Человек размышлял некоторое время; после чего совершил действие, в котором его мозг решительно не принимал участия. Действие это, когда он впоследствии вспоминал данную историю, напоминало ему раннюю безрассудно-наивную юность и служило поводом для веселья. В этот момент, однако, он не думал ни о наитиях, ни, тем более, о веселье; может быть, в действии были повинны попытки сегодняшнего вечера «стать пьяным», злость на мир или наглая миска в небе, но действие было совершено, и заняло оно не более двух секунд.

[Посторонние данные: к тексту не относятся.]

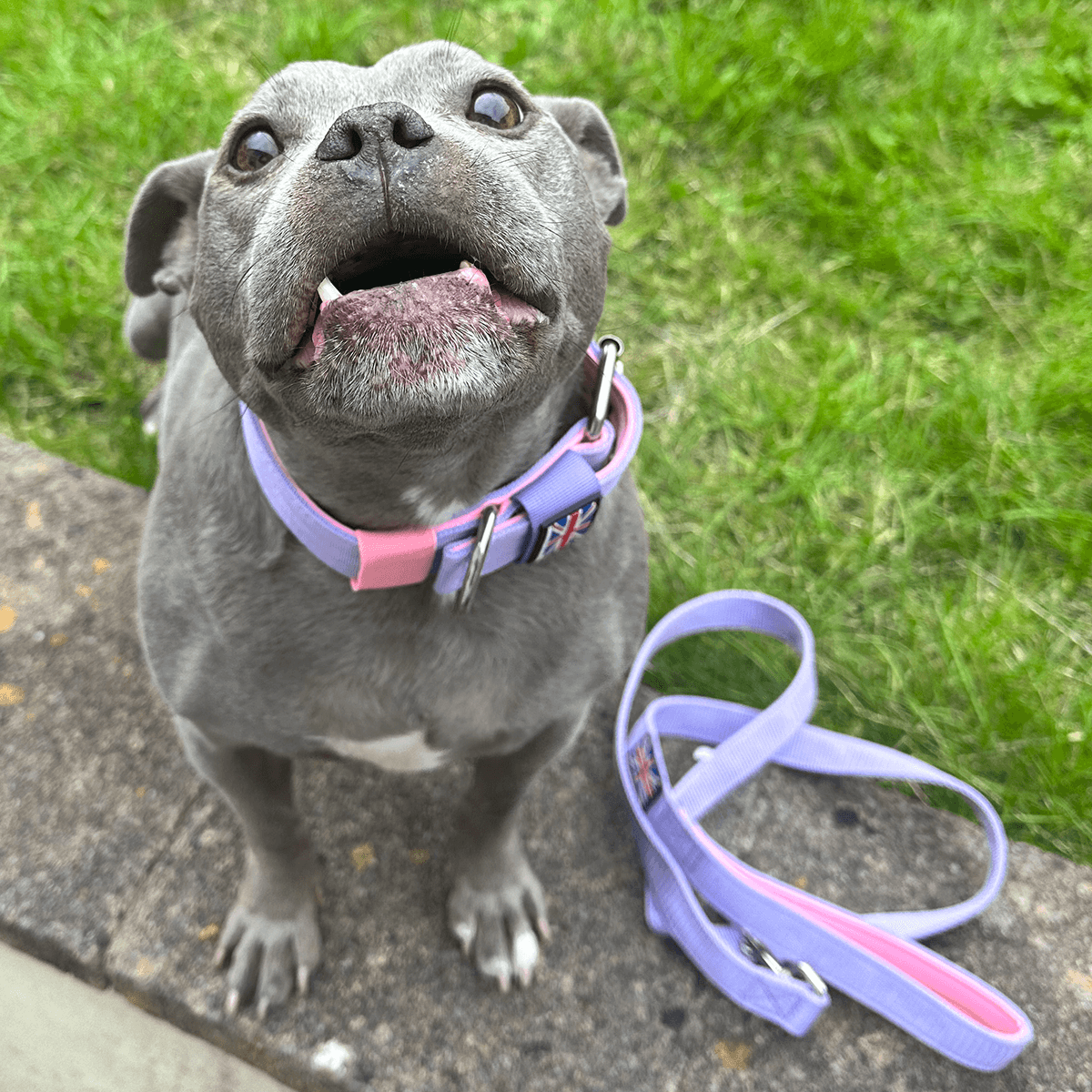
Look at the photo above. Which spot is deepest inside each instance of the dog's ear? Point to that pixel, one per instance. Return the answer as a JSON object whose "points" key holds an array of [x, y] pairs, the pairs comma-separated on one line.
{"points": [[585, 126], [162, 234]]}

Человек черпанул с мостовой полную горсть снега и высыпал её мертвецу за шиворот.

 

Вопль прорвал вьюгу, стукнулся об луну, заставил фонарный свет притухнуть. Мертвец отчаянно дернулся всем телом, вскочил, но тут же поскользнулся, приложился затылком об фонарный столб и плюхнулся на прежнее место, подвывая уже от боли.

Человек щелкнул каблуками сапог, привстал на цыпочки, театрально вскинул голову и торжественно продекламировал:

– Лазарь, иди вон!

– Да как вы... да как вы смеете!! – завизжал бывший мертвец, придерживаясь за свой пострадавший затылок и одновременно пытаясь выгрести снег из воротника.

Человек поглядел на него со смешливым любопытством, как на ученую зверюшку в цирке. И тот заметил этот взгляд, и он стал последней каплей.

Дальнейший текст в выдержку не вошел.